Dia mengungkap, ketentuan perwira Polisi bisa menempati jabatan di instansi sipil sah secara hukum karena telah diatur dalam Revisi Undang-Undang Nomor 2 Tahun 2002 yang telah disahkan DPR, Selasa, 9 Juni 2026.
Namun, dirinya menekankan Polri tak bisa secara sepihak menempatkan anggotanya pada jabatan di luar institusi kepolisian.
"Polri hanya dapat melaksanakan tugas di luar struktur apabila diminta. Jika tidak ada permintaan, tentu kami tidak akan mengirim personel," kata dia.
Sitit mengungkap, penempatan anggota Polri di instansi sipil juga dibatasi pada bidang yang memiliki keterkaitan dengan fungsi kepolisian, seperti penegakan hukum dan pengawasan.
Selain itu, Listyo menegaskan kehadiran anggota Polri di instansi sipil tidak dimaksudkan untuk mengganggu sistem regenerasi maupun struktur organisasi lembaga yang bersangkutan.
"Sepanjang dibutuhkan dan sesuai dengan fungsi yang berkaitan dengan tugas kepolisian, kami akan melaksanakan penugasan tersebut," ujar dia lagi.

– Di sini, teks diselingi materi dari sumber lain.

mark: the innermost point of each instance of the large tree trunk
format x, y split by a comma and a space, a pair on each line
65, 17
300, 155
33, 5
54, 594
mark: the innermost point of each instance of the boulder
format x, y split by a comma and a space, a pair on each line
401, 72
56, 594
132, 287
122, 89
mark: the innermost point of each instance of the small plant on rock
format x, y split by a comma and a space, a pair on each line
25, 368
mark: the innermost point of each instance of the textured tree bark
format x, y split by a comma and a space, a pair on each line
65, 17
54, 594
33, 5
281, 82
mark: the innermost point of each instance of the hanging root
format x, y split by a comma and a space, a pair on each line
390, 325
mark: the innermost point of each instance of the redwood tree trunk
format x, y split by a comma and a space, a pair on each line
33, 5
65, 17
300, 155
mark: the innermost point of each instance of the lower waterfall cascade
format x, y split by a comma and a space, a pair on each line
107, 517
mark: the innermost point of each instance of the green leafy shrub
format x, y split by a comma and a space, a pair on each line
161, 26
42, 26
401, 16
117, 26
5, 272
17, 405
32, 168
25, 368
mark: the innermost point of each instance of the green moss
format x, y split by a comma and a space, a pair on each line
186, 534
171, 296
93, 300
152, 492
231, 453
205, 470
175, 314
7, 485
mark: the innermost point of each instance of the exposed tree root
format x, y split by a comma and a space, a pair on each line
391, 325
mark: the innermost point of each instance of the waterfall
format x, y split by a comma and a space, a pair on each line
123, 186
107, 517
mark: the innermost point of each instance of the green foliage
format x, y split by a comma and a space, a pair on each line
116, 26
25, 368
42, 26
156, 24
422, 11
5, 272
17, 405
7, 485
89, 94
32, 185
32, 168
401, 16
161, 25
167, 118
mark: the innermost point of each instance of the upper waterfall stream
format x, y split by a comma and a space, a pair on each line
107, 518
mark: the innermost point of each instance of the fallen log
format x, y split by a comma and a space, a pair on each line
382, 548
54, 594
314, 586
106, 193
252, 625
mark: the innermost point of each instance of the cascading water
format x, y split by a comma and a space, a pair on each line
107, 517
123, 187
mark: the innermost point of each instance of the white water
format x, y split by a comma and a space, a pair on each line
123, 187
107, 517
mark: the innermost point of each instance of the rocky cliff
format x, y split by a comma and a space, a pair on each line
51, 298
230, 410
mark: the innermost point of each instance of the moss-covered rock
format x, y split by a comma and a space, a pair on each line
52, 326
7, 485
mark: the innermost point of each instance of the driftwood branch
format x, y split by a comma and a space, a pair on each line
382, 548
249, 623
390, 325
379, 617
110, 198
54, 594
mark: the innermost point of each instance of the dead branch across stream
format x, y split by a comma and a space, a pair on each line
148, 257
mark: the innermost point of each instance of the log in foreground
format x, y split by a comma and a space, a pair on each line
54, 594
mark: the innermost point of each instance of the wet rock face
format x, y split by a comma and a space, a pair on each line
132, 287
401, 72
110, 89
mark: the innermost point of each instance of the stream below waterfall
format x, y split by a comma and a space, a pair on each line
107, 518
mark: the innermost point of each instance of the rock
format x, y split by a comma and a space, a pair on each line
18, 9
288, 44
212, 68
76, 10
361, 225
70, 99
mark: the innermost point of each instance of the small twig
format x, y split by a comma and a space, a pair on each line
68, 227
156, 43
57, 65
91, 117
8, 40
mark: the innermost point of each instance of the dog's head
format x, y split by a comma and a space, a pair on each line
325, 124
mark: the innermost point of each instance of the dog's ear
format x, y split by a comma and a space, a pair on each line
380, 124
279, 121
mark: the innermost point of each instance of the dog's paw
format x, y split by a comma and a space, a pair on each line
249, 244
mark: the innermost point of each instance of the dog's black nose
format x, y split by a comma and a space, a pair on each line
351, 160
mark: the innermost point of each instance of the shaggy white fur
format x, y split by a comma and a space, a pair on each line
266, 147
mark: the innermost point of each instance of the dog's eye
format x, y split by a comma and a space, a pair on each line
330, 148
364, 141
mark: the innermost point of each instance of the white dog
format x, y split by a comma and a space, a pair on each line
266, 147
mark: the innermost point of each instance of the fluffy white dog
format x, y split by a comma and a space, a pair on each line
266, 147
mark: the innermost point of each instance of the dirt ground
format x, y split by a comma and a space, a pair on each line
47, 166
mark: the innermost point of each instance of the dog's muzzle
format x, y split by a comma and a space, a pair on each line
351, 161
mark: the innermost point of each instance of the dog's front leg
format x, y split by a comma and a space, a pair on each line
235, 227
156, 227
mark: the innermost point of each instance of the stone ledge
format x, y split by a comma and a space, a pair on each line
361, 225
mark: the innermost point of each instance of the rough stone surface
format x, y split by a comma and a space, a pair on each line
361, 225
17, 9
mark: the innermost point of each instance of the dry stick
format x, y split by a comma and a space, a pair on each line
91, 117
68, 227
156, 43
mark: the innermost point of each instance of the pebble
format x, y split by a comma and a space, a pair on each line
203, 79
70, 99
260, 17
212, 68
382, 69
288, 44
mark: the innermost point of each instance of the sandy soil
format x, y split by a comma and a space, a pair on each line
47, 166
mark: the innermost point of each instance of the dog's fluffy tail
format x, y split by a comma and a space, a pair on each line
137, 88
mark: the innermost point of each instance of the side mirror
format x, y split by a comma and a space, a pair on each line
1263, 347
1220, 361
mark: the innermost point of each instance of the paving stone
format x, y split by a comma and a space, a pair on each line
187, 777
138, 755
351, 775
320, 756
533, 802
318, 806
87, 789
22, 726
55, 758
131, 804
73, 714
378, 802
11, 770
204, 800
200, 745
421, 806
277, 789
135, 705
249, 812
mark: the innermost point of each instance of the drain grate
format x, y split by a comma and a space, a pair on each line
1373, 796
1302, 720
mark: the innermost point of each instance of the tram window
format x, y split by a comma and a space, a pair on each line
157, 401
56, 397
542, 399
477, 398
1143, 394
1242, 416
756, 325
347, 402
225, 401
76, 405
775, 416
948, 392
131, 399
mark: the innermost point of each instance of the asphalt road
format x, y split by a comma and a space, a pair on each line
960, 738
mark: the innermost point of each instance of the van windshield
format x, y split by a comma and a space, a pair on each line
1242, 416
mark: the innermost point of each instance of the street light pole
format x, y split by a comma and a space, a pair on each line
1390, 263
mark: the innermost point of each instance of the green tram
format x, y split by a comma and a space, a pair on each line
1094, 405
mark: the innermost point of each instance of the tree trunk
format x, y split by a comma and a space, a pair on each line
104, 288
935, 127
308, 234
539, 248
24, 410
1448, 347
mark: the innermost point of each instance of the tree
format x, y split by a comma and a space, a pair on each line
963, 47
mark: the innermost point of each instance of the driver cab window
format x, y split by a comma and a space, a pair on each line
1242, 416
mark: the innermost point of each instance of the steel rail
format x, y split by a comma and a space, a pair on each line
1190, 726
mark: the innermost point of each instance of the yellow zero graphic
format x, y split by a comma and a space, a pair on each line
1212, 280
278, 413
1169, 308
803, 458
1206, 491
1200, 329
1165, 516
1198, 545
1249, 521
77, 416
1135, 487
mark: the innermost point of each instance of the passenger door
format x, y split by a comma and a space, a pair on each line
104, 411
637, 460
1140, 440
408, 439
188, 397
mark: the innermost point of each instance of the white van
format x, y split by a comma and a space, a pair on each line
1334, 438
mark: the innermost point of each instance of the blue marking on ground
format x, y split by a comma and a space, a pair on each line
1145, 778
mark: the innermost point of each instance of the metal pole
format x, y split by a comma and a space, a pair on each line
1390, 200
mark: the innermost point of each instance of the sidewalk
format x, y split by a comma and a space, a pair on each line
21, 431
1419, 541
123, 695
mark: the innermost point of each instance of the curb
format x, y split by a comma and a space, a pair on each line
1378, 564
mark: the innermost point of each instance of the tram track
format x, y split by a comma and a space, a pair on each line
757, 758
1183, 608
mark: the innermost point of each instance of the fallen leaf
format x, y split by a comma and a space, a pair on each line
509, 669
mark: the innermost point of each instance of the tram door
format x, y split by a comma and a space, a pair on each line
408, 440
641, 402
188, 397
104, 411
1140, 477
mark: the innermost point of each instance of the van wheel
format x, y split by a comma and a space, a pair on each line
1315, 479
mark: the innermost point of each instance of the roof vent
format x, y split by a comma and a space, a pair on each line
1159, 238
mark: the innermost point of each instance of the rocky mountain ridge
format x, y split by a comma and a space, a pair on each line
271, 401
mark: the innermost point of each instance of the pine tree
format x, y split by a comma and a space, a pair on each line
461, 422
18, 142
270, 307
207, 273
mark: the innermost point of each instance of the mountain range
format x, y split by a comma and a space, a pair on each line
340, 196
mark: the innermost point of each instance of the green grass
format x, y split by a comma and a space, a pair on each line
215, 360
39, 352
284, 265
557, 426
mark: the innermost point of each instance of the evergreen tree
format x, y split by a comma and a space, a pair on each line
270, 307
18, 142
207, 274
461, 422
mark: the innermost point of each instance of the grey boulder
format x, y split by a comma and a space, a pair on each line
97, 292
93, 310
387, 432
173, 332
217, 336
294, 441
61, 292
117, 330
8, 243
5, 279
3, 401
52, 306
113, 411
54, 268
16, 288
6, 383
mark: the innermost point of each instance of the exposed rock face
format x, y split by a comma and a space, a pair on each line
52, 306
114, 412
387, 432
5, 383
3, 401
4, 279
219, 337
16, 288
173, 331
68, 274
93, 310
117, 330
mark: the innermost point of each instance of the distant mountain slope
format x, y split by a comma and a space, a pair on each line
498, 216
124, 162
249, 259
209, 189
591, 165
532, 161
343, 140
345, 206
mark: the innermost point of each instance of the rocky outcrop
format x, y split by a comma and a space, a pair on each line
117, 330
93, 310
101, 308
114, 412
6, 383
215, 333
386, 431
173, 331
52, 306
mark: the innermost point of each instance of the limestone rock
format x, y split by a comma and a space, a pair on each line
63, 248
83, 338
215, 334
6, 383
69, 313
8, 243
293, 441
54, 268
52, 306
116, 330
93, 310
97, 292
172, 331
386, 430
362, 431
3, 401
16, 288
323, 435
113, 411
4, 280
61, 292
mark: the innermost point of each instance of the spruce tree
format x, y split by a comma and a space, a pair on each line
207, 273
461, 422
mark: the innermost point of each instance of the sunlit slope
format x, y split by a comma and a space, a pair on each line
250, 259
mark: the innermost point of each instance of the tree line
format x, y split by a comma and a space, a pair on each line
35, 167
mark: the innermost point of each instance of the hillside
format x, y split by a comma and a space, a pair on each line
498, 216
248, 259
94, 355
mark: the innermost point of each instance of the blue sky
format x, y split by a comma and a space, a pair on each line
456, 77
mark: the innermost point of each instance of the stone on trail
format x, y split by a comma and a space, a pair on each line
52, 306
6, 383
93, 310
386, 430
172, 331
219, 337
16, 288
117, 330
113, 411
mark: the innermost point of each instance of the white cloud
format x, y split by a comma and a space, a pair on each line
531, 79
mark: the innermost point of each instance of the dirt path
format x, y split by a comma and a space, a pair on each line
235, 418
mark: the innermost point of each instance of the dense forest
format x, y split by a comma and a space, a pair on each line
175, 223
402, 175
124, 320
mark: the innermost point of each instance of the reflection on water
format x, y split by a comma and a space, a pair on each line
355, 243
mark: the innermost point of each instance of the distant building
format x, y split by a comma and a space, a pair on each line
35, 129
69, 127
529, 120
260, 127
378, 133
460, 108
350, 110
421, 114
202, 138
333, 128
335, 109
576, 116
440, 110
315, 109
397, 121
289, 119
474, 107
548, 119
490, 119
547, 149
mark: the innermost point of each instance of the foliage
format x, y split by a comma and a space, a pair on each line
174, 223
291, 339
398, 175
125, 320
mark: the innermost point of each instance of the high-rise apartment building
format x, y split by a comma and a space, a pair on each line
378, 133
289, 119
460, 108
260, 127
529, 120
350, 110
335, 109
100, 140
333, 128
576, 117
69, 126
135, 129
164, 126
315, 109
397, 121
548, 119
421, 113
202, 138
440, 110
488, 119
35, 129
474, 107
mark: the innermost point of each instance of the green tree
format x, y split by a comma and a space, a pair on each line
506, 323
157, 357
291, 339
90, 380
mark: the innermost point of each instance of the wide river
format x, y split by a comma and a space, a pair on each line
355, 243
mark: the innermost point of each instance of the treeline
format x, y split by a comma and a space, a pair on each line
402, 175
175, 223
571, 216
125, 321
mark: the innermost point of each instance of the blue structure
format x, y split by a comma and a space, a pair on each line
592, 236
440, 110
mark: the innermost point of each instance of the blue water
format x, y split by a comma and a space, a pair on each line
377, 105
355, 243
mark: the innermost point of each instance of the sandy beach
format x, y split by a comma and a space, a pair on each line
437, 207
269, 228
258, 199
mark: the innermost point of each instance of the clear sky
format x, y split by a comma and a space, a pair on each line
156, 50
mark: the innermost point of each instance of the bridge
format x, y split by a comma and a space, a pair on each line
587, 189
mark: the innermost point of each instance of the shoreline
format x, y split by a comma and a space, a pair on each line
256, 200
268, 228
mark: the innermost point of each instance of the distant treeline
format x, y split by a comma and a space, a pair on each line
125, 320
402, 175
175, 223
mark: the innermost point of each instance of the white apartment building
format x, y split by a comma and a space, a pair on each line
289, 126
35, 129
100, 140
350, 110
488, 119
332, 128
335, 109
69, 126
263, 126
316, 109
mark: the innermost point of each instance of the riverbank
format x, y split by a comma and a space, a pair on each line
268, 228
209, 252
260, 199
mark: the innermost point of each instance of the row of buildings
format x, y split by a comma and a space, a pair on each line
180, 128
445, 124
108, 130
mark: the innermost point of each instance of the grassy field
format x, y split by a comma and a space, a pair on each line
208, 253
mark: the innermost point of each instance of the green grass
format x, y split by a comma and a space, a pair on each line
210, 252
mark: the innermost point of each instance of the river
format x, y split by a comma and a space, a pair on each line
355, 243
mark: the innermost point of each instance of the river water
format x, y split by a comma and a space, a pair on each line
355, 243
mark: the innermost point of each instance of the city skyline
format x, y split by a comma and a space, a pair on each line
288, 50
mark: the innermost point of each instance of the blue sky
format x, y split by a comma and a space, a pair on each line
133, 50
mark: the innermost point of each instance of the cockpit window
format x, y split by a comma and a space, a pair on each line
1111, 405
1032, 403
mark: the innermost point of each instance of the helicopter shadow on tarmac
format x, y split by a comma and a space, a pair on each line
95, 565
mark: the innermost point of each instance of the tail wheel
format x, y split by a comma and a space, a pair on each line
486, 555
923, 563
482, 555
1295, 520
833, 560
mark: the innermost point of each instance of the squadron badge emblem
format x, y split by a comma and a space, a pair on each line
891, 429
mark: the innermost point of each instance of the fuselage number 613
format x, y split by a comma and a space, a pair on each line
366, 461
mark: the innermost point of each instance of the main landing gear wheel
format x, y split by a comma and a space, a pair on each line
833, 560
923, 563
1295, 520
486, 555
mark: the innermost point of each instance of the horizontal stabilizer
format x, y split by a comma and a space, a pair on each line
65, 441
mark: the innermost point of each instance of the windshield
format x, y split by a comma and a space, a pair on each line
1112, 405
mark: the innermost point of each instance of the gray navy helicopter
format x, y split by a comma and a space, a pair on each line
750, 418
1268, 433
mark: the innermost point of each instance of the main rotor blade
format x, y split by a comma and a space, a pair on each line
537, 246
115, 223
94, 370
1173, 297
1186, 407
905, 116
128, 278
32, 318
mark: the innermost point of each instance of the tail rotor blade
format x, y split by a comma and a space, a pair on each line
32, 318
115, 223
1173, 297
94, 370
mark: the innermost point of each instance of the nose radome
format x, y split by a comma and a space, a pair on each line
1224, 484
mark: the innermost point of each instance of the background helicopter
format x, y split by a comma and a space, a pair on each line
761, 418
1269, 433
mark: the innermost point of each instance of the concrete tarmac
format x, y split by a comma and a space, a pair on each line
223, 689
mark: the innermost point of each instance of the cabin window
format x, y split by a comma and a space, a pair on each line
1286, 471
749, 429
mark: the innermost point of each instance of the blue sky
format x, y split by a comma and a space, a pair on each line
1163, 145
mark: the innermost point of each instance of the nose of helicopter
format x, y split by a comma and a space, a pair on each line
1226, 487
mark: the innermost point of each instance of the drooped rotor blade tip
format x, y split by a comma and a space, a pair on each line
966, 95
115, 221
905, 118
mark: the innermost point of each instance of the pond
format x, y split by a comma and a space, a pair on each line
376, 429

Sebelumnya diberitakan, Menteri Hak Asasi Manusia (HAM), Natalius Pigai berharap revisi Undang-Undang Nomor 2 Tahun 2002 tentang Kepolisian Negara Republik Indonesia (Polri) menjadi momentum memperkuat profesionalisme dan tata kelola dalam institusi Polri.
Dia lantas mengusulkan agar peluang kalangan sipil profesional mengisi sejumlah jabatan utama nonoperasional di lingkungan Polri turut dibahas dalam revisi UU Polri tersebut.
Usulan tersebut ditujukan Pigai pada jabatan yang tidak berkaitan langsung dengan fungsi operasional kepolisian, melainkan bidang-bidang pendukung strategis, seperti administrasi, perencanaan, pengelolaan sumber daya manusia, keuangan, inspektorat, personalia, transformasi digital, dan tata kelola organisasi.